Присутствующие обомлели, он продолжал:
— Между тем среди нас есть человек, который знает куда больше моего. Вспомним далекое прошлое. Над здешним садом звенела детским голоском садистская считалочка: «Вышел месяц из тумана, вынул ножик из кармана, буду резать, буду бить, все равно тебе водить». Полина произнесла свой предсмертный тост, наша ученая Софья всплакнула.
— Я не позволю над собой издеваться! — Кривошеина бросила ненавистный взгляд — не на математика, а на мужа — и сбавила тон: — От естественного женского сочувствия слезы выступили на глазах.
— Вы оплакивали свою молодость, неразделенную любовь.
— Пусть так.
— И кого вы сочли женихом? Вот перед вами два бывших претендента.
— Вот этого… Николай, да?
— А вы, Антон Павлович?
— Наши с Софой суждения не всегда совпадают, я подумал на журналиста.
— Почему?
— Он сиял как именинник и сказал старику: «Из особенного, почти родственного к вам отношения и я начал курить трубку».

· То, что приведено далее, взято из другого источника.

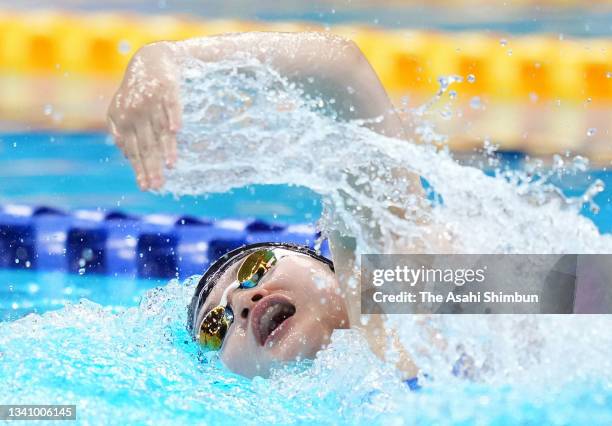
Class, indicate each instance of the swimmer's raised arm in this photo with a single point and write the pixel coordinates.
(145, 114)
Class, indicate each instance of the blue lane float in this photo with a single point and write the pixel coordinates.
(118, 244)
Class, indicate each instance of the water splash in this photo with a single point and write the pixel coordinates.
(244, 123)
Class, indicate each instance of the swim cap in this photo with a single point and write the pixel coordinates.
(216, 270)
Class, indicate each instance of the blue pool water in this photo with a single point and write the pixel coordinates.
(84, 170)
(118, 348)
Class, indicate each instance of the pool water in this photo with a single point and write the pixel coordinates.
(85, 170)
(120, 351)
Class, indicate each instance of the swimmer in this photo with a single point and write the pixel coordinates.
(265, 303)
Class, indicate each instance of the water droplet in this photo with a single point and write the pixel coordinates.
(475, 102)
(124, 47)
(87, 254)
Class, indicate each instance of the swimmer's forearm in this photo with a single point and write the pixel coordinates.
(326, 65)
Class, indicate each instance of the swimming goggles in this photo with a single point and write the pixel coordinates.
(217, 321)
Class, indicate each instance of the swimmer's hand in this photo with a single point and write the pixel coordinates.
(145, 114)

— Из родственного! — взвизгнула Юлия. — Он — отец!
— Николай! — воззвал журналист с необычной для него патетической нотой. — Что ж ты молчишь?
Ненароков опустил голову:
— Я уже ничего не знаю, не понимаю.
— Этот бросился за нею в сад, — продолжал наступать великан из сказки, тыча толстым пальцем в Ненарокова, — как отверженный возлюбленный…
— Как новопреставленный жених! — отрезала Кривошеина; взгляды «благоверных» скрестились. Тоша закончил упавшим голосом:
— Старик возбудился и пошел за какой-то уникальной трубкой.
Математик заговорил медленно:
— Итак, Вышеславский поднялся к себе в кабинет. В саду отзвучала считалочка, и дочь его спряталась в кустах у колодца. Ваше слово, Софья Юрьевна.
Она смотрела на него молча, побледнев.
— Вы в ванной смывали следы слез, проще говоря, тушь с ресниц (сведения Антона Павловича еще в первую нашу беседу). Процесс непрост, как объяснила мне Анна. Сколько вы провозились? — Она не ответила, и он продолжил: — Потом зашли за ведром на кухню… ну?
Она сказала с трудом, проглотив комок:
— Кто-то крался в кустах под окном.
— Кто? — краткое слово прогремело выстрелом, все вздрогнули.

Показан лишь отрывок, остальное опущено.